PRESIDIO OF MONTEREY, California -- A traditional symbol returns to Army training companies after 11 years away.
The 229th Military Intelligence Battalion, along with all Advanced Individual Training units, has its first drill sergeants since 2007.
Four NCOs graduated a two-week U.S. Army Drill Sergeant Academy conversion class Feb. 23 at Fort Jackson, South Carolina. By August, drill sergeants will be in charge of all Phase IV and V Soldiers at the Presidio of Monterey.
Sgt. 1st Class Guy Smith and Staff Sgt. Neika Thompson of Company C, Staff Sgt. Carter McSwain of Co. F and Headquarters Company's Staff Sgt. Huiying Liu are now on duty with the distinctive brown cover.
They realize that managing platoons Defense Language Institute Foreign Language Center students requires a different touch than AIT drill sergeants at Forts Benning or Sill.
"DLI is a very high-stress environment. We're here to mentor these Soldiers, care for these Soldiers, keep them within standards, and prepare them to join their next units," Smith said. "We see a lot of older students here that have significant life experiences, a wide range of different age groups, so it's a unique training environment."
The Army decided to replace drill sergeants in 2007 with AIT platoon sergeants. They were to act as mentors to trainees, preparing them for first unit of assignment and acclimating them to the operational Army environment.
Based on reports from line units of discipline standards and attrition in the last few years, the Army reversed course.
All current 229th platoon sergeants will become drill sergeants, a strategy Co. B 1st Sgt. Clint Rowe agrees with.
"I'm impressed with our NCO force in the battalion and now they'll get the additional drill sergeant pay and drill sergeant credit towards promotion," he said. "They were essentially doing the job already. That's not going to change with the hat."
McSwain attended the AIT Platoon Sergeant course at Fort Jackson last year and has been at Co. F since July 2017. He says his duty attitude and demeanor isn't any different now with the hat but there is a change in how Soldiers perceive him.
"In class they have a staff sergeant next to them saying 'Hey, what did you get for problem four?' and they had a AIT platoon leader staff sergeant telling them their leave form is jacked … might be hard to differentiate," McSwain said. "Now I'm wearing a drill sergeant hat. There's a line there that says this person is in charge."
He was in AIT in 2008, soon after drill sergeants had just taken off their brown rounds to become AIT platoon sergeants.
"My platoon sergeants were still yelling and screaming when a pen would drop," McSwain said of those days at Fort Huachuca, Arizona.
Co. F's Third Platoon held their breath for his return. Pvt. Haley Archie, a Persian-Farsi student, admired Platoon Sergeant McSwain.
"He came back as a drill sergeant and he's still the great leader he's always been. We were a little worried; 'Is he going to come back and be different?' And he's not," she said. "He puts Third Platoon first, he puts his Soldiers first. He goes above and beyond."

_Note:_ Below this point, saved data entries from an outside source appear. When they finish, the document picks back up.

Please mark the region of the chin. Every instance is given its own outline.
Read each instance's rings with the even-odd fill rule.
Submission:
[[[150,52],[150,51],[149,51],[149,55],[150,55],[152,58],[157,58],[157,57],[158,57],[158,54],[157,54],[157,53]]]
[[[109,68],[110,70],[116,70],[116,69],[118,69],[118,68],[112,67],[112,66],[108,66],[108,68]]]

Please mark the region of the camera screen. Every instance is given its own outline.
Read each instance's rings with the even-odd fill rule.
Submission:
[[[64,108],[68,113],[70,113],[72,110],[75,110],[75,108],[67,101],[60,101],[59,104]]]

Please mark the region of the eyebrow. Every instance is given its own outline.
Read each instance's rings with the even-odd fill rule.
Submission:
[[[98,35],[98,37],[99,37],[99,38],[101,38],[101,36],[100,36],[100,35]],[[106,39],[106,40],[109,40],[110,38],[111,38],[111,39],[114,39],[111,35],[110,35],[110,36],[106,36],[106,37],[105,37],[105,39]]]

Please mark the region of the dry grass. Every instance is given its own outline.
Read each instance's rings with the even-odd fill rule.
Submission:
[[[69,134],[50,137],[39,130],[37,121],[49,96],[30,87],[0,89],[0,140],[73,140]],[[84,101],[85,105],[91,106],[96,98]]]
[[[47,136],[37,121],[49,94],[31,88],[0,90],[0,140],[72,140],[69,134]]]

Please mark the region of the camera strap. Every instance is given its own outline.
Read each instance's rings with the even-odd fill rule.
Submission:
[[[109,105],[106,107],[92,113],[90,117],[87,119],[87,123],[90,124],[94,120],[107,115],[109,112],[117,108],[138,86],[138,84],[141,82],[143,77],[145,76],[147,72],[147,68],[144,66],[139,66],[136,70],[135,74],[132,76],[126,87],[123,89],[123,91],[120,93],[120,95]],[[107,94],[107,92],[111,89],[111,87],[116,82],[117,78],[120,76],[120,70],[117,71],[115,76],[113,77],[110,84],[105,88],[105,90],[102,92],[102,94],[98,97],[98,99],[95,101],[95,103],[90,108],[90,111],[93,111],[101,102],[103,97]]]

The drill sergeant as authoritarian or totalitarian, Smith believes, will not be how the NCOs of the 229th will function.
"I don't think any of our AIT platoon sergeants that put on this hat is necessarily going through a transformation," Smith said. "The brown round is essentially a tool to reinforce discipline, reinforce that we are in the Army, that there are certain standards you have to meet."
Readiness and discipline are the drill sergeant's primary teaching points for DLIFLC Army students.
"For the Soldiers that are just getting here, I tell them 'Relax, I'm not a basic training drill sergeant. I'm not going to be yelling and screaming at you,'" McSwain said. "The Soldiers who have been here a while, they know me, they understand; now they just call me drill sergeant."